As Paul points out, Adam Smith was attempting to distinguish between labour which he understood to be making a positive contribution to the growth potential of the economy, and labour which diverted resources away from accumulation and expansion of the economy to other (though not necessarily trivial or useless) applications. Smith however got himself into some difficulty in attempting to make clear just what he meant by 'productive labour' - instead of being content with an explanation in general terms of what he saw as the strategic role of productive labour, he got himself bogged down in attempting to devise precise criteria by which activities could be classified as productive or unproductive.

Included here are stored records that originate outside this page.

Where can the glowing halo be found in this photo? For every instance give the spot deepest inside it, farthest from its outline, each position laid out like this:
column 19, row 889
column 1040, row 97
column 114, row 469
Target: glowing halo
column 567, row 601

The resulting inconsistencies and ambiguities served only to bamboozle subsequent generations. I think we should take the point that narrow, 'mechanical' definitions of productive labour - in terms of the durability or materiality or vendibility of
the product, or profitability of the operation - are always likely to pose conundrums; it may be more rewarding to assess (while taking into account the particular circumstances) an activity in terms of a broader (fundamental) criterion. For instance, in the Smith context of economic progress, labour might be deemed productive if the activity on which it is engaged - never mind whether the product is a physical commodity or a service, or indeed whether the activity yields surplus value to a capitalist employer or not - makes a necessary contribution to the maintenance and growth of the productive capabilities of the economy.
Slainte mhath!
Roy
--- On Thu, 19/2/09, Paul Cockshott <wpc@dcs.gla.ac.uk> wrote:
From: Paul Cockshott <wpc@dcs.gla.ac.uk>
Subject: Re: [OPE] "Parasitism"
To: "Outline on Political Economy mailing list" <ope@lists.csuchico.edu>
Date: Thursday, 19 February, 2009, 9:48 AM
On this thread I would like to integrate what Jurrian wrote about the former
prime minister
of new Zealand.
I recall hearing him speak in Scotland in the early 80s when he used the
concept of
productive and unproductive labour to justify his program. He was basically
saying that
the state sector was unproductive, and that if the size of the unproductive
sector got
too big it would threaten the economy as a whole, and thus had to be cut back.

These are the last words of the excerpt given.